To summarise, let \(\mathfrak{S}\) be a finite-dimensional quantum system, and let \(\mathcal{O}_{S}\) be a non-empty subset of \(\mathcal{O}\). A state-updating deterministic underlying-state model for \(\mathcal{O}_{S}\) consists of a measurable space \(\boldsymbol{\Lambda} \equiv (\Lambda,\mathcal{A})\), a mapping \(\Psi\) assigning pure states of \(\mathfrak{S}\) to probability measures on \(\boldsymbol{\Lambda}\), and a mapping \(\Phi\) assigning observables in \(\mathcal{O}_{S}\) to measurable functions on \(\boldsymbol{\Lambda}\), such that, for each observable \(\hat{A} \in \mathcal{O}_{S}\), value \(\alpha\in \sigma(\hat{A})\), and pure state \(\psi\), Eqs. 5 and 8 are satisfied. This means that the distribution of \(\hat{A}\) w.r.t. \(\psi\) is that of the random variable \(f_{\hat{A}}\equiv \Phi(\hat{A})\) in the probability space defined by \(\mu_{\psi} \equiv \Psi(\psi)\) (Eq. 5 ), and that Lüders’ rule translates to \(\boldsymbol{\Lambda}\) as conditional probability, as encapsulated by the following commutative diagram
(as before, \(\tau_{[\hat{A} = \alpha]}\) denotes the mapping that conditions each probability measure \(\mu:\mathcal{A} \rightarrow[0,1]\)) on \(\Omega(\hat{A}=\alpha)\). When \(\mathcal{O}_{S}\) contains all observables of \(\mathfrak{S}\), we say that \(\mathfrak{M} \equiv (\boldsymbol{\Lambda},\Phi,\Psi)\) is a model for the system \(\mathfrak{S}\).

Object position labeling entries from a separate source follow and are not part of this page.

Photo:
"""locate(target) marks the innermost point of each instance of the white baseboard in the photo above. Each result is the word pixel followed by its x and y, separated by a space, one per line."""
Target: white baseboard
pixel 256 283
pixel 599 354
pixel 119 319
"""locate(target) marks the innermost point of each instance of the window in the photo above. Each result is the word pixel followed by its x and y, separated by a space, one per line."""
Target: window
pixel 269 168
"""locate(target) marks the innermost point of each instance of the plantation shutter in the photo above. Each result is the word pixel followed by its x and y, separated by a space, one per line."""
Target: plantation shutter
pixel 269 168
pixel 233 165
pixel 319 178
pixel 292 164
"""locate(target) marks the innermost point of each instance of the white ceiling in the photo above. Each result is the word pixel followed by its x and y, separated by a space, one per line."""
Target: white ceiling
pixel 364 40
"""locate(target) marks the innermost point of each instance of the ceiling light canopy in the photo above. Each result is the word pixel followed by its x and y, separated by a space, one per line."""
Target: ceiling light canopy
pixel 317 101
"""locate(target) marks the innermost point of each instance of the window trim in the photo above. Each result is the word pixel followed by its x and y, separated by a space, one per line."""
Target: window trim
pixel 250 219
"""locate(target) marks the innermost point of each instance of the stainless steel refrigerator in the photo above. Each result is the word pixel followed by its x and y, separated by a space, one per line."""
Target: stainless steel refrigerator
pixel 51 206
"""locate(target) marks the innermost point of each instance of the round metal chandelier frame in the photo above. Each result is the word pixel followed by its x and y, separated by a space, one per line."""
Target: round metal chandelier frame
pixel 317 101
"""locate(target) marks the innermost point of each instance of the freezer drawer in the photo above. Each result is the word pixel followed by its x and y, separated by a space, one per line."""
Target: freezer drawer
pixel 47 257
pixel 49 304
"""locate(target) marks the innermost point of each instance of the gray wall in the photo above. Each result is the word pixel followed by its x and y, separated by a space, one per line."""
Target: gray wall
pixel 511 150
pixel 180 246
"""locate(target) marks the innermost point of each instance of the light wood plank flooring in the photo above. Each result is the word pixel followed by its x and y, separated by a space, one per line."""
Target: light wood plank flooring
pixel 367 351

We define an underlying-state model for a set of observables \(\mathcal{O}_{S}\), and not only for the entire system \(\mathfrak{S}\), for practical reasons. The subscript \(S\) stands for “scenario” and is motivated by the concept of a “measurement scenario”, which appears in operational approaches to quantum foundations [18], [19], [34].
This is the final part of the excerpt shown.